The history of the Sempione park began centuries ago, specifically back in 1392, when Gian Galeazzo Visconti, the Duke of Milan, ordered to surround the whole area with an extensive moat to safeguard the game. From that date till now, many curiosities and legends have been related to this beautiful oasis in the center of Milan.
Here are some of the most important that you should know about this artistic, historical, and naturalistic journey inside the Park.
1. The Park, for over a century, was a wood of over 300 hectares, enriched by the Sforza family in 1400. It consisted mainly of oak and chestnut trees and it was inhabited by exotic animals.
2. In the late 1500s, after the fall of the Milanese Duchy of the Sforza Family due to the Spanish domination, the Park was used partially for agriculture, and partially as military training ground – until 1861.
3. The park project was entrusted in 1888 to the architect Emilio Alemagna, inspired by the romantic model of English parks with tree-lined avenues and ponds.
4. In 1906, the Park hosted the EXPO and in 1933 saw the construction of the Palazzo dell’Arte (Triennale).

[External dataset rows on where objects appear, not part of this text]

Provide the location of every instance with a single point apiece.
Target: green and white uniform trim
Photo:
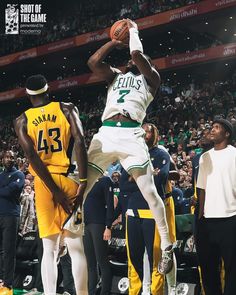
(138, 166)
(95, 167)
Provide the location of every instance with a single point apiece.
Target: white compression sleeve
(134, 41)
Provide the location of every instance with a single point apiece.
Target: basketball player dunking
(121, 136)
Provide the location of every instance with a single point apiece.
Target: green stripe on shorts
(95, 167)
(125, 124)
(138, 166)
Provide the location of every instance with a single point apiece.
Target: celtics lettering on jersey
(128, 95)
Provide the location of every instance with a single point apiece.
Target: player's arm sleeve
(201, 179)
(109, 199)
(13, 187)
(126, 185)
(162, 162)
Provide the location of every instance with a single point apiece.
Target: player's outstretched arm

The Park is home to several sculptures, including the equestrian monument to Napoleon III and Antonio Paradiso’s History of the Earth works, Fernandez’s Musical Accumulation, and Giorgio de Chirico’s Mysterious Baths.
5. In the last months of the Second World War, the city was a victim of famine, and it became increasingly difficult to feed the citizens. It was decided, then, to sow the Sempione park with potatoes while sunflowers were placed on the sides.
6. In January 2011, the Park was the scene of a Cross-Country Skiing World Cup trial. On this occasion, snow from the Alps rested next to the natural snow resulting from severe snowfalls.
7. Among the urban legends, the ghost of the Black Lady is highlighted: on foggy evenings, when Parco Sempione is empty, it would happen to smell violets, and the ghostly figure of the lady would appear dressed in a long black dress and veiled in the face. It is said that she would lure handsome young men into leading them to a remote place where they would be victims of madness after mating.